Although a bit overused, the electric generator is a good example of demonstrating the difference. If you have your own electrical generators powering your home, it doesn't matter that thousands of other people have one just like it in their homes. If it goes down, you are on your own, and it's your responsibility to keep the electricity flowing from room to room. But if you plug into the electric grid run by your local power company, and there is an outage while you are having dinner somewhere, likely it will be fixed before you even get home from the restaurant. And you might not even notice there was a problem since you weren't at home (you were out dining in the "Dinner Cloud" and outsourcing the washing of dishes). This is because the system was monitored, a problem was detected, and a team was ready to spring into action once the outage occurred.
How long would it have taken to call the generator repairman to get him scheduled to come out with a power outage in your own generator? There's a reason electricity grids have evolved the way they have.
Oh, and all of the innovation occuring behind the scenes at the power company on a day to day basis? It comes to you automatically, often while you sleep, as opposed to a new giant chunk of hardware arriving every 18-24 months that you have to figure out how to configure and get up and running again.
So how is this relevant to StrikeIron?
Well, the same is also true in our case. While we are more the Software-as-a-Service variety of Cloud Computing (and in our case "data-as-a-service"), we recognize that users have a choice in the way to obtain the type of functionality we offer. A lot of the powerful capabilities we have such as our Cloud-managed
Contact Record Verification Suite, such as real-time telephone, address, and email verification, could also be purchased and brought in-house as software applications and raw data sources, and a similar result could be achieved in terms of better, more usable customer data assets. The approach would just be a heck of a lot different.
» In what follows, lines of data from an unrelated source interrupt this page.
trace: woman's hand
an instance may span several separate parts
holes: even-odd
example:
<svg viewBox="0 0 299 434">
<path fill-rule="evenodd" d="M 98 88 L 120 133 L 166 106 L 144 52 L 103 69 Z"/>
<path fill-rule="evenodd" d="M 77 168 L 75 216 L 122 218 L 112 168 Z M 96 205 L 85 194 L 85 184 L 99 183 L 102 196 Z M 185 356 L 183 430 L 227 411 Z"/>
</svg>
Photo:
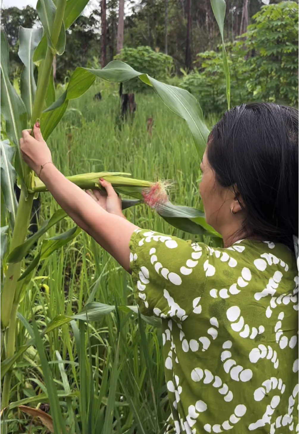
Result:
<svg viewBox="0 0 299 434">
<path fill-rule="evenodd" d="M 124 217 L 122 210 L 121 199 L 110 182 L 100 178 L 100 183 L 105 190 L 86 190 L 87 194 L 105 211 Z"/>
<path fill-rule="evenodd" d="M 42 165 L 45 163 L 52 162 L 52 156 L 50 150 L 43 138 L 39 122 L 36 122 L 33 131 L 34 137 L 30 135 L 30 130 L 23 130 L 23 138 L 20 139 L 20 146 L 23 159 L 38 176 Z"/>
</svg>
In the latter scenario, all of the verification reference data would have to be managed and maintained internally. One would have to acquire the software and data files, and then get the functionality up and running. It would then have to be designed and delivered in such a way to be able to handle the various loads of data verification that might appear from different applications at different times, and often in high volume scenarios. Also, all of the other expertise around availability, testing, updating, and the usual effort associated with in-house solutions would have to be developed internally.
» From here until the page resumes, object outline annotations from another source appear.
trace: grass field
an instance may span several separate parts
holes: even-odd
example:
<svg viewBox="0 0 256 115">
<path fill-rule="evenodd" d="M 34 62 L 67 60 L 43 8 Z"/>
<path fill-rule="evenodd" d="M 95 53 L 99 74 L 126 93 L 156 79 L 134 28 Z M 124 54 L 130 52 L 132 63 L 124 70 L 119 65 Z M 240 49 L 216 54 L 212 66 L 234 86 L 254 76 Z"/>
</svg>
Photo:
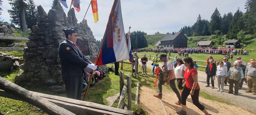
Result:
<svg viewBox="0 0 256 115">
<path fill-rule="evenodd" d="M 139 52 L 138 53 L 138 55 L 139 56 L 139 57 L 140 58 L 142 57 L 142 55 L 140 55 L 143 54 L 146 54 L 147 55 L 147 57 L 149 58 L 149 56 L 150 55 L 151 55 L 151 59 L 152 58 L 153 58 L 153 56 L 154 56 L 156 55 L 156 53 L 154 52 Z M 160 55 L 160 54 L 158 54 L 158 55 Z M 206 60 L 208 58 L 208 57 L 209 56 L 210 54 L 202 54 L 202 53 L 199 53 L 199 54 L 192 54 L 192 55 L 189 54 L 189 56 L 190 57 L 192 57 L 193 59 L 194 60 L 202 60 L 202 61 L 206 61 Z M 169 53 L 168 54 L 168 56 L 169 56 Z M 174 58 L 174 57 L 175 55 L 177 55 L 178 56 L 178 57 L 180 57 L 178 56 L 178 53 L 171 53 L 171 56 L 170 57 Z M 218 61 L 223 61 L 223 60 L 222 59 L 224 57 L 225 55 L 217 55 L 217 54 L 213 54 L 211 55 L 213 57 L 213 59 L 214 60 L 215 60 Z M 256 55 L 256 51 L 254 52 L 252 52 L 251 53 L 250 53 L 249 55 L 235 55 L 233 58 L 233 61 L 235 61 L 236 60 L 236 57 L 242 57 L 242 60 L 244 61 L 246 63 L 247 62 L 250 62 L 250 59 L 251 59 L 252 58 L 255 58 L 255 56 Z M 180 58 L 185 58 L 185 57 L 183 56 L 181 56 L 180 57 Z M 170 60 L 171 61 L 173 61 L 173 59 L 172 58 L 170 58 Z M 232 62 L 230 61 L 230 59 L 229 60 L 229 62 Z M 206 66 L 206 62 L 197 62 L 197 64 L 198 65 L 203 65 L 203 66 Z M 198 70 L 200 70 L 200 71 L 204 71 L 204 69 L 205 69 L 205 68 L 204 67 L 199 67 L 199 68 L 198 69 Z"/>
<path fill-rule="evenodd" d="M 131 76 L 131 64 L 128 64 L 128 62 L 125 61 L 127 62 L 123 64 L 123 69 L 122 70 L 125 74 L 128 74 Z M 111 65 L 113 65 L 113 64 L 107 64 L 108 67 Z M 121 64 L 120 64 L 121 66 Z M 120 68 L 119 67 L 119 68 Z M 140 68 L 140 67 L 139 67 Z M 148 72 L 151 72 L 152 70 L 147 69 Z M 142 73 L 141 69 L 138 70 L 139 73 Z M 4 76 L 6 79 L 14 82 L 15 77 L 21 73 L 22 71 L 15 72 L 13 73 L 9 73 L 4 72 L 0 72 L 0 76 Z M 148 73 L 150 73 L 149 72 Z M 119 76 L 114 75 L 114 72 L 107 72 L 107 75 L 105 79 L 100 82 L 96 83 L 93 86 L 90 87 L 90 90 L 88 92 L 86 101 L 96 103 L 104 105 L 108 105 L 108 103 L 106 98 L 111 96 L 112 96 L 119 93 Z M 7 77 L 8 76 L 8 77 Z M 157 90 L 157 87 L 154 87 L 154 82 L 155 79 L 155 76 L 152 75 L 147 76 L 140 74 L 137 75 L 137 78 L 134 77 L 131 77 L 131 92 L 132 92 L 132 104 L 133 110 L 134 111 L 140 111 L 139 113 L 141 115 L 147 115 L 146 112 L 143 110 L 143 108 L 139 106 L 135 106 L 134 105 L 135 96 L 136 91 L 136 86 L 137 82 L 139 82 L 140 85 L 146 86 L 150 88 L 156 90 Z M 170 86 L 166 84 L 164 86 L 166 88 L 170 89 Z M 43 93 L 45 94 L 56 95 L 62 96 L 66 96 L 65 94 L 56 94 L 48 91 L 47 88 L 45 87 L 40 87 L 37 88 L 25 88 L 34 91 Z M 228 102 L 223 100 L 221 98 L 209 95 L 203 91 L 201 91 L 200 96 L 211 100 L 224 103 L 228 104 L 231 104 Z M 112 106 L 114 107 L 117 107 L 119 100 L 115 101 Z M 126 100 L 127 103 L 127 98 Z M 6 115 L 45 115 L 46 113 L 42 110 L 37 110 L 33 106 L 26 103 L 20 101 L 17 101 L 12 99 L 9 99 L 3 97 L 0 97 L 0 113 Z M 136 114 L 135 114 L 136 115 Z"/>
</svg>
With us, all we do day in and day out is focus on verifying and delivering our real-time data verification capabilities to thousands of applications simultaneously with a very high level of performance at all times, delivering 24x7x365. All you need to do, just like the electric company, is plug into us. All of the data management, updating, software maintenance, and performance testing and improving is done by us, with all of the heavy lifting abstracted from you.
Since we launched our system in 2005, we have constantly improved our finely-tuned delivery and fault-tolerant capabilities, including load-balancing, high speed data I/O, redundancy, external monitoring, and everything else we have to provide to be able to support our customers and their production applications. And we are getting smarter and better about how we go about it every day. This expertise is something that each and every one of our customers gets to leverage with every single call to our system. This is why we have only had minutes of downtime over the last four years.
So could in-house solutions provide the same end result? Maybe in the sense that yes you could end up with good clean customer data somehow on your own. But at what cost, effort, and with what missed opportunities? Focus on your core business, and leave the external data verification effort to us. We will keep the lights on. Guaranteed.